I’ve read recently that there is safety buffer of 5GB of free space that storagenode will maintain no matter what.
So, what if I set quota on the dataset to the amount I actually want storagenode not to exceed, the same amount I told it actually in the config file, as a way to enforce the agreed upon amount of configured space.
I’d just config it to save a bit more space: so there’s some room to go over. If your quota prevents it from writing… don’t nodes have a periodic-storage-writeability check: and if that fails (or takes longer than a minute) the node shuts down?
You can try a quota: but don’t be surprised if your node periodically stabs itself in the heart
No, it should work, at least all SNOs with not updated usage in the databases reported the same, it stops ingress around 5GB.

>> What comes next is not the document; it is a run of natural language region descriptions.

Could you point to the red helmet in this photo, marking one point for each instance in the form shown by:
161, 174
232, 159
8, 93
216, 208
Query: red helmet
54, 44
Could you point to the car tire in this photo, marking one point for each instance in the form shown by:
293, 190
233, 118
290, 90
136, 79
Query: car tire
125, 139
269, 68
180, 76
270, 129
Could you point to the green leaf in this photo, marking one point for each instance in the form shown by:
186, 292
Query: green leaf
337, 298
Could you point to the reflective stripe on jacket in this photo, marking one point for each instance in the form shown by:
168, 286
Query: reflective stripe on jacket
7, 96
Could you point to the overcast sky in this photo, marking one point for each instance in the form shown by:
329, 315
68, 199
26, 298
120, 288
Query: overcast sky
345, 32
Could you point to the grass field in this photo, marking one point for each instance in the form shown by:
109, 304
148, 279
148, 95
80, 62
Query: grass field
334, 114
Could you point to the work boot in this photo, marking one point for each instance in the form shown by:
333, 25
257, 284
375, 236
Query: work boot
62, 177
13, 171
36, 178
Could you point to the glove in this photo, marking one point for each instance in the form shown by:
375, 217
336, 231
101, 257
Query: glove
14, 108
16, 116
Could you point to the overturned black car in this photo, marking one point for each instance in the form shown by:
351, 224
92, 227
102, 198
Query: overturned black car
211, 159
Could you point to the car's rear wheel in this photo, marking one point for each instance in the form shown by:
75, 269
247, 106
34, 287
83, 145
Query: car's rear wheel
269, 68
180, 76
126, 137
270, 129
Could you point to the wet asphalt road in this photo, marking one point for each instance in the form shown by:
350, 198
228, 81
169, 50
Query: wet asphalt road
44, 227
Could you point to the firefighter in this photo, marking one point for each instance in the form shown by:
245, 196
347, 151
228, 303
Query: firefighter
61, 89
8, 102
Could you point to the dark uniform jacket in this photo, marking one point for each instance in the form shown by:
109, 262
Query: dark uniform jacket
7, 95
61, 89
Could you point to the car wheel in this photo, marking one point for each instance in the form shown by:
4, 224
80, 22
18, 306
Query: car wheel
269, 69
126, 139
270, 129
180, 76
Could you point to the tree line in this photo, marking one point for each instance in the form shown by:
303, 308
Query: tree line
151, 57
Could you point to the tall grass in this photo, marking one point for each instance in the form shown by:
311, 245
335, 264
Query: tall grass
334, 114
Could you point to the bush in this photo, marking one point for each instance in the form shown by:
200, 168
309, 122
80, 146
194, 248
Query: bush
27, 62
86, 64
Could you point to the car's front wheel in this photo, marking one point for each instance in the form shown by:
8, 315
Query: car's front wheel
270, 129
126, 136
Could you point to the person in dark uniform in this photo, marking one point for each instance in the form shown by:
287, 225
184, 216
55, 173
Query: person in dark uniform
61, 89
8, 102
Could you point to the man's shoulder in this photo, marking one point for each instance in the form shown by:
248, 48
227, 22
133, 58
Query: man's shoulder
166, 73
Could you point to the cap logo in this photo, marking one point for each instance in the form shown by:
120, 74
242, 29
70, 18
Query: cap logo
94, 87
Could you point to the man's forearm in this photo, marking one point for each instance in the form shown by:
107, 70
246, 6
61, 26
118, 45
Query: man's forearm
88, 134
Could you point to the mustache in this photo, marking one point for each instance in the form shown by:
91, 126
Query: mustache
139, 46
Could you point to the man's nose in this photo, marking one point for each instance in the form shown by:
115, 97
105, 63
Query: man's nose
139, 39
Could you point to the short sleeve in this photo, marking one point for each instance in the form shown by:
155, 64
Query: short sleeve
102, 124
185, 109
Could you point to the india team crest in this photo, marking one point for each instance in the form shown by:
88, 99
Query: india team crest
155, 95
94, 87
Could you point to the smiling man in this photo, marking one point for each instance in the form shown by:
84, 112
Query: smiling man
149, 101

And seems your node have this issue with not updated databases too (the data on the piechart does not match the disk usage).
Could you please check?
I checked, there are no database related issues in the logs. There are a few filewalkers that did not complete, but it’s expected as I rebooted node after changing configuration and on update.
In fact, few days after I artificially lowered the allocated space to stop ingress, it’s lagging in the other direction: pie chart shows 27.8TB used, while data on disk is 26.4TB. (The limit was never set higher than 27TB)
It seems there in some lag, it takes a while for the dashboard to catch up with the actual disk usage and until it does, node can overshoot during high ingress.
Perhaps used space filewalker needs to run more often to reduce the discrepancy?
Either way, I’ll set quotas and this shall take care of this corner case.
You are correct, the databases are updated regularly, but the dashboard re-read them not so often, so there is always a lag. And I think the overusage problem could be that the node didn’t transmit information to the satellites in time that it was full.
It could be. However, in the lazy mode it would run days especially when you have a high ingress - the filewalker will be de-prioritized by the OS.
I think there could help to reduce intervals for the backend to re-read data from the databases, but I do not think that we have it parametrized.